Armidale Regional Councillors are being asked to extend their current term for another three months following the announcement that the upcoming local government elections have been postponed for a second time.
NSW Minister for Local Government Shelley Hancock on Saturday confirmed the election date had been pushed back from September 4 to December 4 for all NSW councils except Central Coast Council, which is currently in the hands of an administrator.
The only two councillors not planning to stand for reelection in Armidale are Ian Tiley and Andrew Murat. Both say they are happy to stay for as long as needed.
"Whatever the term ends up being because of COVID-19, I'll stick around until then," Cr Murat said.
Cr Tiley said he felt they owed it to the community to see out their term.
"I am absolutely committed to remain in my role until a new council is elected," he said. "I've spoken to the other councillors, and they are all totally committed as well."

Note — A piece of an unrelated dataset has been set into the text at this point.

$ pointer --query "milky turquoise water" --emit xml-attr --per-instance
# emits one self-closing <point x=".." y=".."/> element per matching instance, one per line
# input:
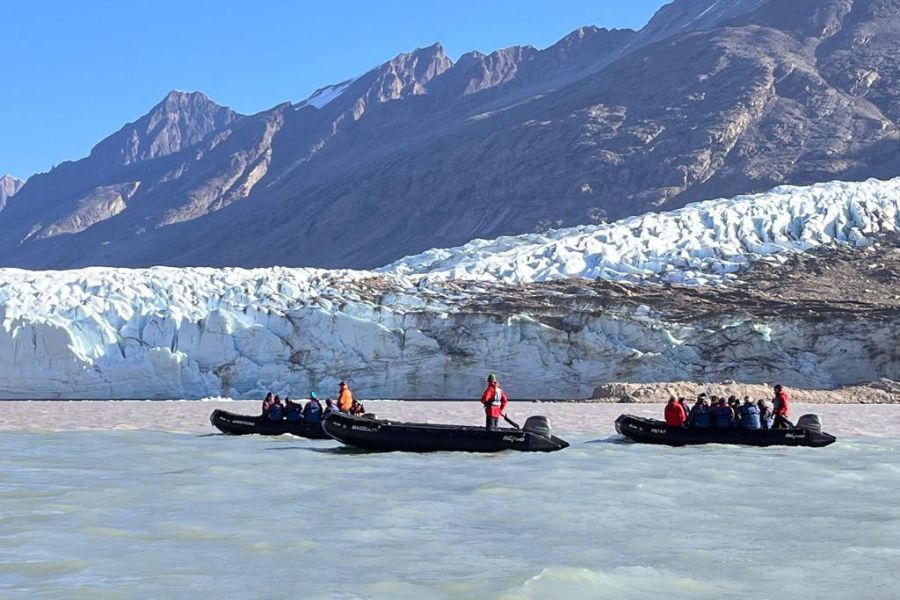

While they are not in total agreement that the Minister for Local Government has made the right decision in postponing the election, both Cr Tiley and Cr Murat agree community health is a priority.
"You've got to look after the health of the population; you can't just blindly push ahead with the election," Cr Murat said.
Cr Tiley said he thought there were other methods to work around COVID-19 concerns.
"They could have extended the prepoll period and the online voting facility," he said.
"Councillors are going to be doing five years and three months - that's a big call for people who only signed up for four years."
Cr Murat sees the delay as an opportunity to champion his priority projects further.
"I might end up getting a couple of things across the line before coming off the council, so that will be good," he said.
With all election process key dates now pushed back by three months, current councillors will continue to make decisions until November. And the registration to nominate for election deadline will also be extended to November, but Cr Murat does not think this will flush out any more potential candidates in the short term.
"There's always a few that won't show their cards until the last minute, and that won't change," he said.
However, Cr Tiley thinks the extension could have an 'indirect advantage' and mean more candidates step up.
"I've talked to a couple of people today who say they now have time to reconsider standing. So some good people may come forward and put their hand up.
"My concern is that as things get worse - will we have an election in December?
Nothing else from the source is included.